There is also need to re­view the per­for­mance of pro­jects which re­quire fund­ing by loans be­fore com­mit­ting the coun­try for more loan oblig­a­tions. a case in point is dur­ing the con­sid­er­a­tion of the par­lia­men­t’s con­sid­er­a­tion of the gov­ern­ment pro­posal to bor­row US $ 75m from the In­ter­na­tional De­vel­op­ment As­so­ci­a­tion of the World Bank to fi­nance the Re­gional Com­mu­ni­ca­tion In­fra­struc­ture Pro­gram Phase 5. Dur­ing the de­bate mem­bers re­quested for a re­view of the pro­ject from the min­is­ter cit­ing the poor per­for­mance of the pre­vi­ous phases but they later ap­proved the re­quest with­out the min­is­ter pre­sent­ing a re­view of the ear­lier phases.
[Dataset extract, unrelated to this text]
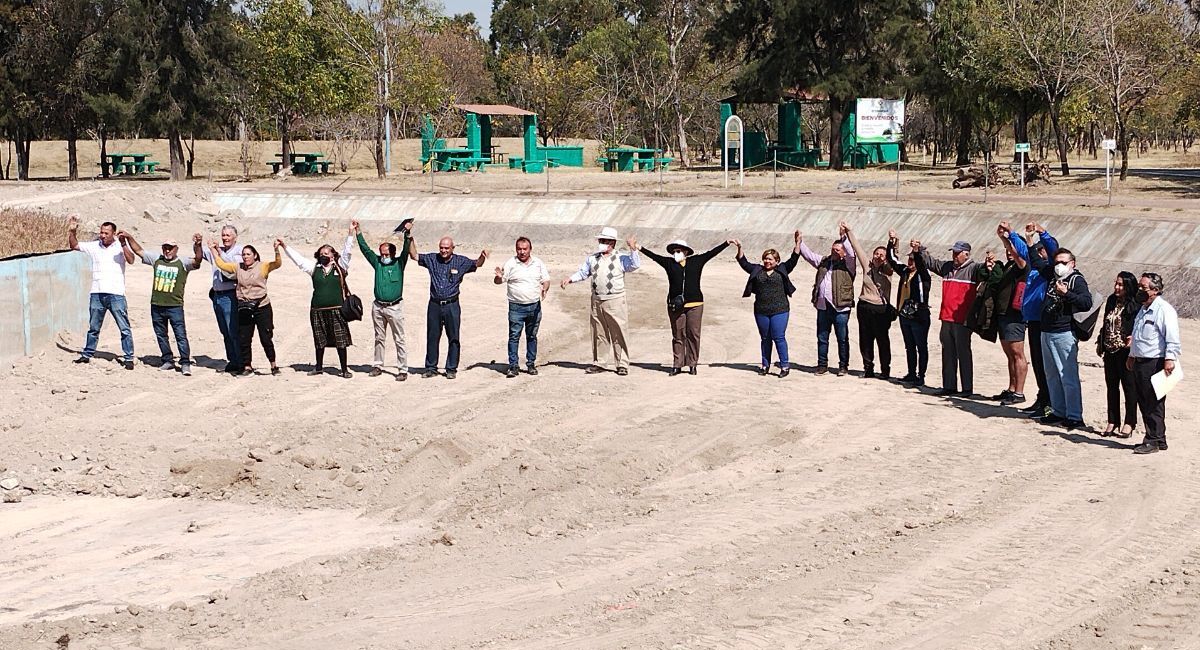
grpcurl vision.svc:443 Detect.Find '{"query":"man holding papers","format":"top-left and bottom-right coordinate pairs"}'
top-left (1126, 273), bottom-right (1182, 453)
We need to re­mind those re­spon­si­ble that Uganda be­came the first coun­try to qual­ify for debt re­lief un­der the Heav­ily In­debted Poor Coun­try (HIPC) Ini­tia­tive in 1998 and sub­se­quently un­der the En­hanced HIPC in 2000. In 2006, it again ben­e­fited from an­other form of debt re­lief un­der the Mul­ti­lat­eral Debt Re­lief Ini­tia­tive. There­fore, it will be un­for­tu­nate for us to fall vic­tim again oth­er­wise, it is an im­ped­i­ment for the  re­al­iza­tion of the good vi­sions in Vi­sion 2040.